Re: TRAP: FailedAssertion("prev_first_lsn < cur_txn->first_lsn", File: "reorderbuffer.c", Line: 927, PID: 568639) - Mailing list pgsql-hackers

From Masahiko Sawada
Subject Re: TRAP: FailedAssertion("prev_first_lsn < cur_txn->first_lsn", File: "reorderbuffer.c", Line: 927, PID: 568639)
Date
Msg-id CAD21AoAE3j=4SgcY3gLZWwpW+OYV=fumhjeEQmb66AvV27-rrQ@mail.gmail.com
Whole thread Raw
In response to Re: TRAP: FailedAssertion("prev_first_lsn < cur_txn->first_lsn", File: "reorderbuffer.c", Line: 927, PID: 568639)  (Amit Kapila <amit.kapila16@gmail.com>)
Responses RE: TRAP: FailedAssertion("prev_first_lsn < cur_txn->first_lsn", File: "reorderbuffer.c", Line: 927, PID: 568639)  ("kuroda.hayato@fujitsu.com" <kuroda.hayato@fujitsu.com>)
Re: TRAP: FailedAssertion("prev_first_lsn < cur_txn->first_lsn", File: "reorderbuffer.c", Line: 927, PID: 568639)  (Amit Kapila <amit.kapila16@gmail.com>)
List pgsql-hackers
On Mon, Oct 17, 2022 at 4:40 PM Amit Kapila <amit.kapila16@gmail.com> wrote:
>
> On Wed, Oct 12, 2022 at 11:18 AM Masahiko Sawada <sawada.mshk@gmail.com> wrote:
> >
> > Please note that to pass the new regression tests, the fix proposed in
> > a related thread[1] is required. Particularly, we need:
> >
> > @@ -1099,6 +1099,9 @@ SnapBuildCommitTxn(SnapBuild *builder,
> > XLogRecPtr lsn, TransactionId xid,
> >         else if (sub_needs_timetravel)
> >         {
> >                 /* track toplevel txn as well, subxact alone isn't meaningful */
> > +               elog(DEBUG2, "forced transaction %u to do timetravel
> > due to one of its subtransaction",
> > +                        xid);
> > +               needs_timetravel = true;
> >                 SnapBuildAddCommittedTxn(builder, xid);
> >         }
> >         else if (needs_timetravel)
> >
> > A side benefit of this approach is that we can fix another assertion
> > failure too that happens on REL14 and REL15 and reported here[2]. In
> > the commits 68dcce247f1a(REL14) and 272248a0c1(REL15), the reason why
> > we make the association between sub-txns to top-txn in
> > SnapBuildXidSetCatalogChanges() is just to avoid the assertion failure
> > in AssertTXNLsnOrder(). However, since the invalidation messages are
> > not transported from sub-txn to top-txn during the assignment, another
> > assertion check in ReorderBufferForget() fails when forgetting the
> > subtransaction. If we apply this idea of skipping the assertion
> > checks, we no longer need to make the such association in
> > SnapBuildXidSetCatalogChanges() and resolve this issue as well.
> >
>
> IIUC, here you are speaking of three different changes. Change-1: Add
> a check in AssertTXNLsnOrder() to skip assert checking till we reach
> start_decoding_at. Change-2: Set needs_timetravel to true in one of
> the else if branches in SnapBuildCommitTxn(). Change-3: Remove the
> call to ReorderBufferAssignChild() from SnapBuildXidSetCatalogChanges
> in PG-14/15 as that won't be required after Change-1.

Yes.

>
> AFAIU, Change-1 is required till v10; Change-2 and Change-3 are
> required in HEAD/v15/v14 to fix the problem.

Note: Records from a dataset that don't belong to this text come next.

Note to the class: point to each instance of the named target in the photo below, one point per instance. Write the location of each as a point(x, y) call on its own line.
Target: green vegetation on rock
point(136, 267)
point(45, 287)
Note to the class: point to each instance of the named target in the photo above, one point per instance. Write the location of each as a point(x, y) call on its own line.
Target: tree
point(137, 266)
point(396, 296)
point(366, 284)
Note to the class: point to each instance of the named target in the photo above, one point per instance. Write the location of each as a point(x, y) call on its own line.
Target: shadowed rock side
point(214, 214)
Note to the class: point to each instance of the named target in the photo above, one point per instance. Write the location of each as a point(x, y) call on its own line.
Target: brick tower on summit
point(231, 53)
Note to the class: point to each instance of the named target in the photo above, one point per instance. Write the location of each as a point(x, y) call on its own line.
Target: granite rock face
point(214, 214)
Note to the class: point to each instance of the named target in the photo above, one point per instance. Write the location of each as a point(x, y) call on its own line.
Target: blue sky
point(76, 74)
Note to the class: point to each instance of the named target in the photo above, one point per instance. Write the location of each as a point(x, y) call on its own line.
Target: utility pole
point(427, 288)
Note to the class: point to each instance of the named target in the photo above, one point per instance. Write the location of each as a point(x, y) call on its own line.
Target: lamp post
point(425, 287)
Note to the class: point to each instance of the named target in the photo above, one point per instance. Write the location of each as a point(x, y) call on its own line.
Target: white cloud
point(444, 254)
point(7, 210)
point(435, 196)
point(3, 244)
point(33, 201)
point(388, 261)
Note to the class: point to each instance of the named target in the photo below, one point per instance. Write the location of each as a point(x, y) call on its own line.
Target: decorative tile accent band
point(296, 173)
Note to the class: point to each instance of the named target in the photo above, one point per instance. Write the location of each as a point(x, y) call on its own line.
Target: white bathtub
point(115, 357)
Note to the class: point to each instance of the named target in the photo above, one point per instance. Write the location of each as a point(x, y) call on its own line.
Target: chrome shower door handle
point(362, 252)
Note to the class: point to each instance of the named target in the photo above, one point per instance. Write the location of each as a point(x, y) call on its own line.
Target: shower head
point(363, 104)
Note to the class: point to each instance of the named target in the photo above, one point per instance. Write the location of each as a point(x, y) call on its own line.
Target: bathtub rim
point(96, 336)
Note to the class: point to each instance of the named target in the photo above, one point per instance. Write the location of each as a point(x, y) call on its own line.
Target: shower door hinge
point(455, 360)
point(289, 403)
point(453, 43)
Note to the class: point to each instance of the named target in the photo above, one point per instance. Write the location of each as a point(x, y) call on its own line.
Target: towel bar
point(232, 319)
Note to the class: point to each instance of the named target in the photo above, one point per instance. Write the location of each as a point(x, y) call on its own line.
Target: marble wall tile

IIUC Change-2 is required in v16 and HEAD but not mandatory in v15 and
v14. The reason why we need Change-2 is that there is a case where we
mark only subtransactions as containing catalog change while not doing
that for its top-level transaction. In v15 and v14, since we mark both
subtransactions and top-level transaction in
SnapBuildXidSetCatalogChanges() as containing catalog changes, we
don't get the assertion failure at "Assert(!needs_snapshot ||
needs_timetravel)".

Regarding Change-3, it's required in v15 and v14 but not in HEAD and
v16. Since we didn't add SnapBuildXidSetCatalogChanges() to v16 and
HEAD, Change-3 cannot be applied to the two branches.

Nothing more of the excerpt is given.